This is an automated email from the ASF dual-hosted git repository.
wangbo pushed a commit to branch master
in repository https://gitbox.apache.org/repos/asf/doris.git
The following commit(s) were added to refs/heads/master by this push:
new ba7f5d892db [Improvement]Log be thread num (#37289)

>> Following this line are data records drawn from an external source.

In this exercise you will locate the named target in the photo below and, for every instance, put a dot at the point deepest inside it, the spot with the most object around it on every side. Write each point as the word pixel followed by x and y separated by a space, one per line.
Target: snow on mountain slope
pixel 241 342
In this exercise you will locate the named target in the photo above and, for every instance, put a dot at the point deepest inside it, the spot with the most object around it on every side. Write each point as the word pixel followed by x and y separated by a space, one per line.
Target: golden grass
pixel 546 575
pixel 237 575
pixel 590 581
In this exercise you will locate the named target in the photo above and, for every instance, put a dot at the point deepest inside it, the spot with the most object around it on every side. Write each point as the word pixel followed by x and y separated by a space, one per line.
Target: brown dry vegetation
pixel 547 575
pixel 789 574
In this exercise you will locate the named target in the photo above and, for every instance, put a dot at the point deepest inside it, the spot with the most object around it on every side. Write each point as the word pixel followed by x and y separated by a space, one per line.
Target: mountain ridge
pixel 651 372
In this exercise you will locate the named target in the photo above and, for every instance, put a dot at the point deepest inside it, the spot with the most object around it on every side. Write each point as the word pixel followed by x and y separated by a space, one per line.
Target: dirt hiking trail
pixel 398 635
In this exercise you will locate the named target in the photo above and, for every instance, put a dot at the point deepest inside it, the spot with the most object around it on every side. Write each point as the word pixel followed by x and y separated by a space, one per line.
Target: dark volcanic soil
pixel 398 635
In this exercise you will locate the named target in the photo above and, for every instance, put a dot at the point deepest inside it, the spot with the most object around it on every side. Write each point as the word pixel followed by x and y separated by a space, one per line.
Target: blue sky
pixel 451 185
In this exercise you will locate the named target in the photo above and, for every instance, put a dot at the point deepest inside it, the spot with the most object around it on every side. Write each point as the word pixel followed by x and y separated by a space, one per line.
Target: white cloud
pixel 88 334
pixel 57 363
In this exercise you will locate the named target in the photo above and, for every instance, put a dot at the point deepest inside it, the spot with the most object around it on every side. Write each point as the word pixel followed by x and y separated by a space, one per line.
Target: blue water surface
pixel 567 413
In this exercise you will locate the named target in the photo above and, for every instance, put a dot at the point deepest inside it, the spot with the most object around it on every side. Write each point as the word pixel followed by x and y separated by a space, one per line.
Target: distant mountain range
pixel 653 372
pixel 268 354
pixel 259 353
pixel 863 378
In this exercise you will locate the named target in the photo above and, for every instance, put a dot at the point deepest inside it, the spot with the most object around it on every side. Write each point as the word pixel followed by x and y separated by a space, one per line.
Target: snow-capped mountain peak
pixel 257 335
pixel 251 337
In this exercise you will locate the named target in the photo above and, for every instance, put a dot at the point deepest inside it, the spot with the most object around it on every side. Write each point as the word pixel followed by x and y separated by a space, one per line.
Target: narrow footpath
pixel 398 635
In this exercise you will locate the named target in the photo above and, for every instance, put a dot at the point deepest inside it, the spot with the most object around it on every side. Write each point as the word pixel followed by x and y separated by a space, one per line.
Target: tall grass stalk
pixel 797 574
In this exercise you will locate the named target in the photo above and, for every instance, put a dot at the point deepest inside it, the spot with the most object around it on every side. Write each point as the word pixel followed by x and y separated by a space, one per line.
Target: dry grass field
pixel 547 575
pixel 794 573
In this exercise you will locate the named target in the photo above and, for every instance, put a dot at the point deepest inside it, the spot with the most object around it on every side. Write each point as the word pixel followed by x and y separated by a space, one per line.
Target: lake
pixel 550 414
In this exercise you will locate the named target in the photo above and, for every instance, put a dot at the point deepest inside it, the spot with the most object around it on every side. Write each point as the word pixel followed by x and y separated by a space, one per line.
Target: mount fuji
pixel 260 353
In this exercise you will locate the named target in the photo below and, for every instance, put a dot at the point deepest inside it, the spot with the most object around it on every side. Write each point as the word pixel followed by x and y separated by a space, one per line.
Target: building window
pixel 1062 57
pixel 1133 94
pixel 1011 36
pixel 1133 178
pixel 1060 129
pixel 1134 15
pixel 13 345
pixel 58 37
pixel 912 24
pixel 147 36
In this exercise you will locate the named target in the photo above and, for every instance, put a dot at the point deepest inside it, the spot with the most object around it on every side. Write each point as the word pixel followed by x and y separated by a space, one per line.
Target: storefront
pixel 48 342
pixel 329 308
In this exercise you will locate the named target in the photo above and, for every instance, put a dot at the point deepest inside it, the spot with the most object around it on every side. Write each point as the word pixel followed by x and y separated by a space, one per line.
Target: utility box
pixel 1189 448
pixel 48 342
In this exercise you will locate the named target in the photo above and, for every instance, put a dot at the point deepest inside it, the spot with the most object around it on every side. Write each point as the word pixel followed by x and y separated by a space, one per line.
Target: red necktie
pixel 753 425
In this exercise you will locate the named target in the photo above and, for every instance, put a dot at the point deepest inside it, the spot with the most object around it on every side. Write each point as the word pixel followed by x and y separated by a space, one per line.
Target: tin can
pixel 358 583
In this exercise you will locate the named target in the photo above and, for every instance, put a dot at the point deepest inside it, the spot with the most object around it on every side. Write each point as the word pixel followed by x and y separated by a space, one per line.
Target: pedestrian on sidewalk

ba7f5d892db is described below
commit ba7f5d892db4dcec76c396e836e23cce3eb02544
Author: wangbo <[email protected]>
AuthorDate: Mon Jul 8 19:39:27 2024 +0800
[Improvement]Log be thread num (#37289)
---
be/src/common/config.cpp | 3 +
be/src/common/config.h | 2 +
be/src/common/daemon.cpp | 14 ++++
be/src/common/daemon.h | 1 +
.../action/be_proc_thread_action.cpp} | 40 +++-------
.../action/be_proc_thread_action.h} | 39 +++-------
be/src/runtime/be_proc_monitor.cpp | 88 ++++++++++++++++++++++
.../{common/daemon.h => runtime/be_proc_monitor.h} | 40 ++--------
be/src/service/http_service.cpp | 6 ++
regression-test/pipeline/p0/conf/be.conf | 3 +
10 files changed, 144 insertions(+), 92 deletions(-)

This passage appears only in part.